Glad enough was Hildegarde when four o'clock came, and she could plead an appointment to meet her mother at a certain turn of the road, as they were going for a walk together.

"More walking!" cried Mrs. Loftus. "You'll have a fever, I'm certain of it. I don't think girls ought ever to walk, unless it's a little turn in the park while the horses are waiting, or something of that sort." She begged Hildegarde to wait till the horses were harnessed, but our heroine was firm, and finally departed, leaving her good-natured hostess shaking her head in the doorway, like a mandarin in wine-coloured satin.

As she turned the corner by the gilded iron gates, Hildegarde was startled by the apparition of a small boy in brown corduroy, sitting on a post and swinging his legs.

Hildegarde was fond of boys. One of her two best friends was a boy, and she had a little sweetheart in Maine, whose name was Benny, and who loved her with all the ardour of four years old. This boy must be six or seven, she thought. He had red hair, a round, rosy, freckled face, and two eyes so blue and so bright that the very meeting them made her smile. Her smile was answered by a flash, which lighted up the whole face, and subsided instantly, leaving preternatural gravity.

"How do you do?" said Hildegarde. "Is it fun sitting there?"

"No!" said the boy; and down he came. Then shyness seized him; he hung his head and considered his toes attentively.

"My name is Hilda," continued our heroine. "Do you think it is a nice name?"

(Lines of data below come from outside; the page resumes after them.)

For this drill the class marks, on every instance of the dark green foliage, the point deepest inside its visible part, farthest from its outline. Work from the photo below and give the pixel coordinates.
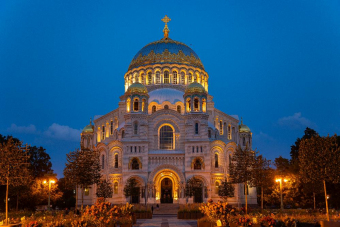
(131, 188)
(193, 186)
(104, 189)
(40, 162)
(241, 169)
(226, 190)
(82, 169)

He nodded, still intent on the boots.

"But I don't know what your name is," she went on sadly. "I should like to tell you about my puppy, if you would walk along by me, but you see I can't, because I don't know your name."

"Hugh Allen," said the lad briefly.

"Hugh!" cried Hildegarde, her cheek flushing and her eyes softening. "That was my dear father's name. We must be friends, Hugh, for the name's sake. Come along, laddie!"

The boy came, and walked in silence by her side, occasionally stealing a glance at the kind, bright face so much higher up than his own.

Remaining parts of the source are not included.